Serce widzi lepiej niż oczy — Antoine de Saint-Exupery
_________________Czułam się dziwnie z myślą, że za niespełna trzy godziny będę mieć osiemnaście lat i będę mogła podejmować większość decyzji sama. Była w tym odrobina podekscytowania, ale i też strachu i masy watpliwości.
Od zawsze czekałam na ten dzień, bo sądziłam, że będzie niesamowicie wyjątkowy. To był mój wymarzony wiek. Jako mała dziewczynka myślałam, że wtedy wszystko będzie jak w filmach czy serialach, które moja mama często oglądała przed snem, w tajemnicy przede mną.
Za "delikatną" namową przyjaciółki, czyli godzinnym błaganiu mnie na kolanach i piętnastu argumentach, zaprosiłam nowego chłopaka z klasy na imprezę i Adriena.
Jasnoniebieska sukienka na ramiączkach owijała dokładnie każdy centymetr mojego ciała. Miała całkowicie odkryte plecy. Kończyła się w połowie ud, ale przez nacięcie z boku, kończące się gdzieś poniżej lewego biodra, nie wyglądała na coś, co mogłaby założyć dziesięciolatka. Idealnie kontrastowała z czarnymi, długimi włosami i szpilkami w tym samym odcieniu.
Klub, który był wynajęty specjalnie na moje urodziny był dzisiaj do tylko mojej dyspozycji. Nie wiedziałam, jakim cudem moi rodzice zgodzili się na imprezę i w takim miejscu, ale byłam im wdzięczna za to. Lokal od środka prezentował się dość elegancko przez między innymi czarne, skórzane kanapy, marmurowe kafle, w identycznym kolorze, którymi była wyłożona podłoga na całym parterze.
Młody chłopak stojący za barem polerował kieliszki, patrząc na zbierające się osoby. Darmowy, nielimitowany alkohol i przekąski były niezwykle dobrym, ale i drogim pomysłem, którego niedługo zapewne zacznę żałować. Kawałek dalej jacyś faceci sprawdzali czy wszystkie kable są dobrze podpięte, aby DJ za chwilę mógł zacząć swoją pracę.
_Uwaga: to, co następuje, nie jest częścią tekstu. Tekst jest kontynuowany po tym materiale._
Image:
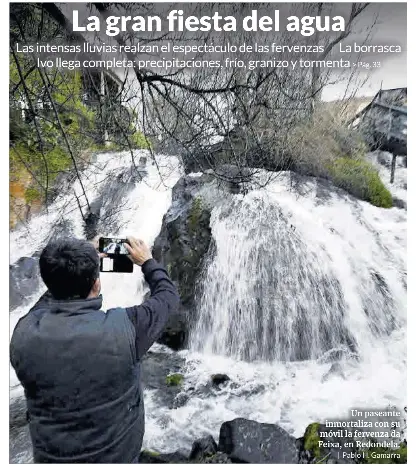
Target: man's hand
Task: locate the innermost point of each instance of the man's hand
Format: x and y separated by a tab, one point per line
138	250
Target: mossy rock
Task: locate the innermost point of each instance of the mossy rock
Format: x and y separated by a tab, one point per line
385	455
174	380
361	179
151	453
195	214
311	439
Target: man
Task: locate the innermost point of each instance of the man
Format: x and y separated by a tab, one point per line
80	366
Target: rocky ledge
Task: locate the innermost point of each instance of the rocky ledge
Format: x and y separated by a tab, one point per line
245	441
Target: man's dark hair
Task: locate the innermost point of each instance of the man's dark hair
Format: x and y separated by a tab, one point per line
69	268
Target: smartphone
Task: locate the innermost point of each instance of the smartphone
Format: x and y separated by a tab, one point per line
117	259
113	246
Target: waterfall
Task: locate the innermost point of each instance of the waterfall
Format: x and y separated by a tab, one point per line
291	281
292	277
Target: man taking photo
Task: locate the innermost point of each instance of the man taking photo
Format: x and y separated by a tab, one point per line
80	366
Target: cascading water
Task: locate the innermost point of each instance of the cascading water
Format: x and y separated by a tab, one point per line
291	282
293	277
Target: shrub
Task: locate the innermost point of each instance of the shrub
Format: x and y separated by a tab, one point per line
315	144
360	178
139	140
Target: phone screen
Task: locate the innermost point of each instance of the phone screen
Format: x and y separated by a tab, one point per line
116	259
113	246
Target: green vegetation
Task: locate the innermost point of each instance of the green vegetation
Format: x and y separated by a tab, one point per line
174	380
151	453
139	141
384	455
360	178
311	439
195	213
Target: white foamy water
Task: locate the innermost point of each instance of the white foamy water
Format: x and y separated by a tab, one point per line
338	266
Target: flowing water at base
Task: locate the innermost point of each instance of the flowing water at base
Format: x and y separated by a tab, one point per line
293	283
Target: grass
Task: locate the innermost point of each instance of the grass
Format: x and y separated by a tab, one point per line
361	179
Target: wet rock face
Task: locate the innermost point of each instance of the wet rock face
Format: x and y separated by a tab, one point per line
246	441
24	280
204	447
181	246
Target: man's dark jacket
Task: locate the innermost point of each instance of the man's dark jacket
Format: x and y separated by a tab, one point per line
80	369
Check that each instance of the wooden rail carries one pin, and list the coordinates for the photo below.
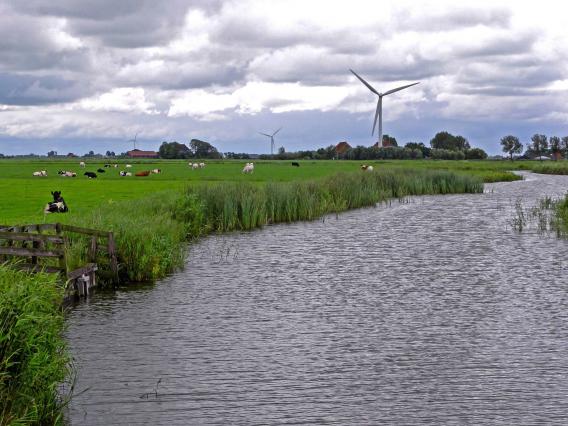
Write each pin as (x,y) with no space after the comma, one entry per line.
(28,241)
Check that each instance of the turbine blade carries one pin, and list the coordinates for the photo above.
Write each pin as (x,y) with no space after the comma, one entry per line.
(371,88)
(376,116)
(399,88)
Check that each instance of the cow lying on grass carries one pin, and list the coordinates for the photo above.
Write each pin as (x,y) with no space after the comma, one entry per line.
(249,168)
(57,205)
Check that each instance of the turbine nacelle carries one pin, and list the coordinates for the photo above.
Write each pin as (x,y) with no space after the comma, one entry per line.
(379,110)
(271,139)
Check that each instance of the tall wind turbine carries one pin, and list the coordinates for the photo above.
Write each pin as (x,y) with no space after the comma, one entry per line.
(134,140)
(271,139)
(379,111)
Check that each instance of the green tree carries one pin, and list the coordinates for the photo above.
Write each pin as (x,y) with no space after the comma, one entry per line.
(445,140)
(420,146)
(510,144)
(202,149)
(475,154)
(539,145)
(171,150)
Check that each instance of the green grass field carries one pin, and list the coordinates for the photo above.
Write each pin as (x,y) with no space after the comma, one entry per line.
(28,195)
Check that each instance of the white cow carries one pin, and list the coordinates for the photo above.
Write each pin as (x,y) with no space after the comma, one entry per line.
(249,168)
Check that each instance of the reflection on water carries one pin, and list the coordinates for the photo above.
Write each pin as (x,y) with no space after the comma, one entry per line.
(432,311)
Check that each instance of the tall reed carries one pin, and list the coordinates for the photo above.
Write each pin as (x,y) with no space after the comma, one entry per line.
(33,355)
(151,232)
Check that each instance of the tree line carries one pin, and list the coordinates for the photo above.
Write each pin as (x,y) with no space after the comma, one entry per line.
(539,145)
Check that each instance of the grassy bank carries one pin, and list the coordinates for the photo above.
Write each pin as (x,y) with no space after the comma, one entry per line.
(150,232)
(33,356)
(548,215)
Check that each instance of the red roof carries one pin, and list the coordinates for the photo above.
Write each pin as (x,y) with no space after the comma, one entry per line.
(341,147)
(142,154)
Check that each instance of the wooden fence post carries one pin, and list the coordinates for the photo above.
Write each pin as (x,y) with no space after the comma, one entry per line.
(112,257)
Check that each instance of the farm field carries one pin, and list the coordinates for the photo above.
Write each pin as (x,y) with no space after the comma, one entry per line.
(28,194)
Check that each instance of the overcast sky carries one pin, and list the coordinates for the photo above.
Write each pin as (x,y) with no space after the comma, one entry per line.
(76,75)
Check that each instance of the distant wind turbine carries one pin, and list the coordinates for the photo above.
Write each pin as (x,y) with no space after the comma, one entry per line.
(134,140)
(271,139)
(379,111)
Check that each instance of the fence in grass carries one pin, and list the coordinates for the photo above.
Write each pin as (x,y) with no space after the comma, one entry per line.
(42,247)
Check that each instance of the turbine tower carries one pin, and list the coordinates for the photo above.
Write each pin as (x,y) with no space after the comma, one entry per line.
(271,139)
(379,111)
(134,140)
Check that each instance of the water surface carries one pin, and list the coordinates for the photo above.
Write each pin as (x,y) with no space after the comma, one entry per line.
(430,311)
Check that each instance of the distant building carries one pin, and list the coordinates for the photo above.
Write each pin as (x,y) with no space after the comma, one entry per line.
(342,148)
(136,153)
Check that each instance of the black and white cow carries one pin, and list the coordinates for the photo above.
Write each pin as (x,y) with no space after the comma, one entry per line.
(57,205)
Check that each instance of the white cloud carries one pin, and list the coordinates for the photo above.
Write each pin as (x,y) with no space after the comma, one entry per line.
(123,99)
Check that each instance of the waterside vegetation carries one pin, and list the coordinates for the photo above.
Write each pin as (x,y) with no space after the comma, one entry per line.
(33,357)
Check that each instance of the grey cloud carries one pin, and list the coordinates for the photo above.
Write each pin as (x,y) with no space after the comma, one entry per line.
(31,90)
(456,17)
(125,23)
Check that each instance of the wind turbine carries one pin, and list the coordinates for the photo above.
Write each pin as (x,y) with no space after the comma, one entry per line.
(379,111)
(134,140)
(271,139)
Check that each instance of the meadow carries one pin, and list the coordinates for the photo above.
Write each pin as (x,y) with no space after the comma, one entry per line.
(28,194)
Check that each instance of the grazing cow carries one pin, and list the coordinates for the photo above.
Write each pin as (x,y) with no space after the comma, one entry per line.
(249,168)
(57,205)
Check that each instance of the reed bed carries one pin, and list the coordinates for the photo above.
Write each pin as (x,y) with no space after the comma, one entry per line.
(151,232)
(548,215)
(33,355)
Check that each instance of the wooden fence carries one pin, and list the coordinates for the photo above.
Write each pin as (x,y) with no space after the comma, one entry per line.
(33,244)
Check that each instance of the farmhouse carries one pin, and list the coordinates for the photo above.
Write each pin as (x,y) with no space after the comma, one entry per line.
(136,153)
(342,147)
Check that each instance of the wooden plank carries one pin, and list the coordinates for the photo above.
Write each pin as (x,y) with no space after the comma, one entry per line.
(37,268)
(86,231)
(87,269)
(28,252)
(25,236)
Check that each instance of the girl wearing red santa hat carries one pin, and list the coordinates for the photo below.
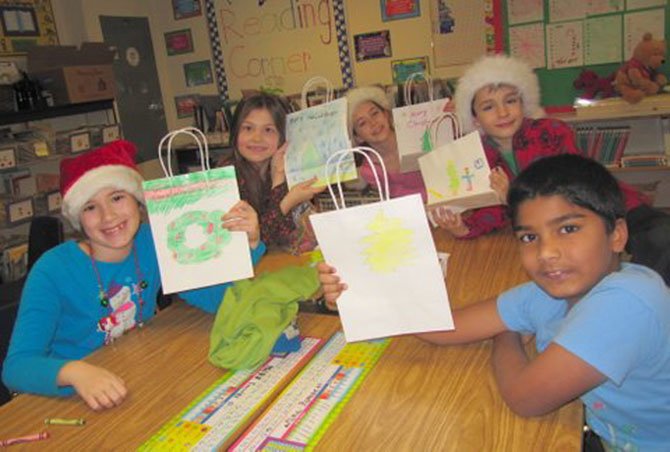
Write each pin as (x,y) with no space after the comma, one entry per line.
(85,293)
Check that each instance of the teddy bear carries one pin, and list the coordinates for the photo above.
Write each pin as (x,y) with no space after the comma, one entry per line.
(638,77)
(594,85)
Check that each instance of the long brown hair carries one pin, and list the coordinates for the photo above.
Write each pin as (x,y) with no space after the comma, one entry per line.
(257,185)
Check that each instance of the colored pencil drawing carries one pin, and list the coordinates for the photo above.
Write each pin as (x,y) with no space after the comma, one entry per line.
(313,135)
(458,171)
(389,246)
(168,195)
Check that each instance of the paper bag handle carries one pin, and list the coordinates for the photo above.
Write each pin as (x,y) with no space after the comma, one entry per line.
(410,82)
(199,138)
(313,81)
(340,155)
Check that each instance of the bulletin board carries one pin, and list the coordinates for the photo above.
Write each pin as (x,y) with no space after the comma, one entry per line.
(559,38)
(24,24)
(279,45)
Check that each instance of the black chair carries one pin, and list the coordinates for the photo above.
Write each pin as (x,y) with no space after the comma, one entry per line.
(45,233)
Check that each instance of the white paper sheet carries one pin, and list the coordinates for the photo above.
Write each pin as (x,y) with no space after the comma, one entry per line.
(386,255)
(313,135)
(457,174)
(193,248)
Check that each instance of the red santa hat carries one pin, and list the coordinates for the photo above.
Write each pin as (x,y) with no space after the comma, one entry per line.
(110,166)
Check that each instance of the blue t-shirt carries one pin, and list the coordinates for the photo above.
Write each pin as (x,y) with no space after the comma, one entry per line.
(61,317)
(621,328)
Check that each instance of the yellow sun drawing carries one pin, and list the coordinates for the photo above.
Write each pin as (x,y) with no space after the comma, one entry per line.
(389,245)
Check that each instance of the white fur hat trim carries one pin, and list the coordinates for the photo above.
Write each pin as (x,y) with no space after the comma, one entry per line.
(497,70)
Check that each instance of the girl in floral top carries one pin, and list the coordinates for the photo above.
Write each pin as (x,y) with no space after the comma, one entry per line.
(500,96)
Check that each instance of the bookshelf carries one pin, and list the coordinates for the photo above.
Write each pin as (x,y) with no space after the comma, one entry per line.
(636,135)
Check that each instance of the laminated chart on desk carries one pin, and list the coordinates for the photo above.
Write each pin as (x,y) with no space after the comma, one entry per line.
(225,408)
(302,413)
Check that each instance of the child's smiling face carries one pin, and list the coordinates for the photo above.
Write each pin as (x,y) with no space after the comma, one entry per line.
(498,111)
(110,220)
(372,124)
(258,136)
(565,248)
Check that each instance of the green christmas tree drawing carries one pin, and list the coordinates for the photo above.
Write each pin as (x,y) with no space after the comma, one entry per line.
(426,141)
(389,245)
(454,178)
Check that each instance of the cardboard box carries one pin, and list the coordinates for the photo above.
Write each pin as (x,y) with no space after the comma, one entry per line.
(74,75)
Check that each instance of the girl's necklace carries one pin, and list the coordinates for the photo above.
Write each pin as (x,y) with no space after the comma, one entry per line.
(102,294)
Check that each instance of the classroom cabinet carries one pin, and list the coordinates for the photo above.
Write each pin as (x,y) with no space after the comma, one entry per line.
(32,143)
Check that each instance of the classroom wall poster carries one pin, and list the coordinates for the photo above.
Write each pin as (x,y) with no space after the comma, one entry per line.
(372,45)
(604,6)
(288,43)
(565,45)
(198,73)
(459,33)
(527,43)
(399,9)
(562,10)
(178,42)
(638,23)
(402,69)
(26,24)
(185,105)
(183,9)
(639,4)
(603,40)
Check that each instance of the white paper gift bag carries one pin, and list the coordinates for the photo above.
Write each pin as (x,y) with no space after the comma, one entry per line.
(194,249)
(456,174)
(421,127)
(314,134)
(385,253)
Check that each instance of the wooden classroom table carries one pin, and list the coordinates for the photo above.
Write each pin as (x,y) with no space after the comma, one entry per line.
(418,397)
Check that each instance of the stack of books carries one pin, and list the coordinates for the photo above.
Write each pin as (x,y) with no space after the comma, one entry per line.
(604,144)
(646,160)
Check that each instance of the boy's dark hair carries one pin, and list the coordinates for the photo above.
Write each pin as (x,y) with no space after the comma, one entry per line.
(257,186)
(580,180)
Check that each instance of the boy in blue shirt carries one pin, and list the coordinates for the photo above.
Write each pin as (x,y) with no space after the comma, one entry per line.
(601,327)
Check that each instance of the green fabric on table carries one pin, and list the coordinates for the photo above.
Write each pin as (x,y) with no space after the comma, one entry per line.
(253,314)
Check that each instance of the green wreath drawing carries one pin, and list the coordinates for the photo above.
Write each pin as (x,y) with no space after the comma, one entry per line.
(210,222)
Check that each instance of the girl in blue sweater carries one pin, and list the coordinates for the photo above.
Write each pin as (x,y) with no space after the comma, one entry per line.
(84,294)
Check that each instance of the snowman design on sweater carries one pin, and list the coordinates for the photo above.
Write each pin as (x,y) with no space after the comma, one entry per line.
(122,315)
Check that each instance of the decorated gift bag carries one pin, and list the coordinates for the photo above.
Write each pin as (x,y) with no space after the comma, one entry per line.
(456,175)
(422,127)
(385,253)
(194,249)
(314,134)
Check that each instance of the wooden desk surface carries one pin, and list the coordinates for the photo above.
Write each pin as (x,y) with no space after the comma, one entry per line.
(418,397)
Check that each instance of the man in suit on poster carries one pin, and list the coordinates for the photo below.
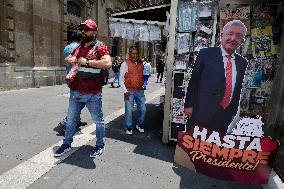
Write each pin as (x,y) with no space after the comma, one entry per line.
(214,89)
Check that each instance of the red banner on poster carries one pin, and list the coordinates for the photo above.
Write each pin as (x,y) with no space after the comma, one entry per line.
(240,158)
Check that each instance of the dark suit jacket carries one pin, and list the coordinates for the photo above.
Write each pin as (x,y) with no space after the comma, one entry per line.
(207,84)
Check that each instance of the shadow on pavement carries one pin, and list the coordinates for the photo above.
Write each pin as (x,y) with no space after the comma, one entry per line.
(150,144)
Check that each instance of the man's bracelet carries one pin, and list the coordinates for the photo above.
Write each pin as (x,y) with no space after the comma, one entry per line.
(88,63)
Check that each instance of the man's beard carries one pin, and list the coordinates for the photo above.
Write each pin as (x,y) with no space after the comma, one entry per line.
(86,39)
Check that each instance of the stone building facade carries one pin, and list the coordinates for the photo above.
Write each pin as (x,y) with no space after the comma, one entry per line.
(33,34)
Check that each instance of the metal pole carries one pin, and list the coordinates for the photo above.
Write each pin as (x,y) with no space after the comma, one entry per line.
(169,66)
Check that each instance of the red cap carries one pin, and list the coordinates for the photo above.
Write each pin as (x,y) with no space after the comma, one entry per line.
(90,24)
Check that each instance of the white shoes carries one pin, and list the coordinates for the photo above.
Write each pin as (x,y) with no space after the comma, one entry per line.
(141,130)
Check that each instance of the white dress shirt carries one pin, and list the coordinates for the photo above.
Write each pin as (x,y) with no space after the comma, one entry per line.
(234,70)
(123,71)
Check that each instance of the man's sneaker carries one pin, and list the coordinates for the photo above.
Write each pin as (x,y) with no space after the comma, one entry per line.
(62,149)
(139,128)
(128,131)
(97,151)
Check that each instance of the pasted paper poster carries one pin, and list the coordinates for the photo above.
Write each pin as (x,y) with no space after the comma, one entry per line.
(262,42)
(178,115)
(244,155)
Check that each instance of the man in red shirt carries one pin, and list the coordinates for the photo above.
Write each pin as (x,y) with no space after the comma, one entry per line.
(92,57)
(131,82)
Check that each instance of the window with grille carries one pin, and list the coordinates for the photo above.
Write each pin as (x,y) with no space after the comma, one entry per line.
(73,8)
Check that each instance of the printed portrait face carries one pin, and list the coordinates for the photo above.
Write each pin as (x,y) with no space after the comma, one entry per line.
(232,38)
(133,54)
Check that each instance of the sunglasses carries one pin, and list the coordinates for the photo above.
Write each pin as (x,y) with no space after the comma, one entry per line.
(86,29)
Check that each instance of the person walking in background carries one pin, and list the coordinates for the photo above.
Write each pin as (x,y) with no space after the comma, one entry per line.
(131,81)
(160,69)
(116,70)
(91,57)
(76,38)
(146,72)
(213,92)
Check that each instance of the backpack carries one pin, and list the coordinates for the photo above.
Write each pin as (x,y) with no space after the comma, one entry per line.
(104,72)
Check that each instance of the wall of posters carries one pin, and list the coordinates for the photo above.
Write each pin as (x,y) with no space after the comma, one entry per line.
(187,15)
(146,31)
(184,43)
(262,42)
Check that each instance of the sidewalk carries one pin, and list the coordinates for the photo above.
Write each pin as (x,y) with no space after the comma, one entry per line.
(137,161)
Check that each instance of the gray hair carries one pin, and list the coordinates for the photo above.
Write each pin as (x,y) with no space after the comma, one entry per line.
(233,23)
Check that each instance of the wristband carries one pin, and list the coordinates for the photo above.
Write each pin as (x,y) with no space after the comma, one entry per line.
(87,63)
Muzyka powoli zaczynała cicho rozbrzmiewać z głośników, a ja nerwowo w tłumie ludzi wypatrywałam jednej osoby, która powinna pozostać mi obojętna, ale chyba nie była. Zacisnęłam mocniej zęby na dolnej wardze i zrezygnowanym wzrokiem spojrzałam na przyjaciółkę, stojącą obok mnie.
Nie było go.
— Co jest? – zapytała, przystawiając do ust szklankę z jakimś drinkiem. Przełknęła napój, lekko się krzywiąc. — Jesteś jakaś nieobecna czy mi się wydaję od alkoholu?
— Nie, po prostu zamyśliłam się – skłamałam po części, bo moje myśli były skierowane do chłopaka, o którym nie mogłam przestać myśleć w ostatnim czasie.
Alya nic nie odpowiedziała. Może dlatego, że czuła, że kłamię albo zwyczajnie nie chciała naciskać na mnie, bo wiedziała, że to tylko pogorszy sprawę i tym bardziej jej nic nie powiem.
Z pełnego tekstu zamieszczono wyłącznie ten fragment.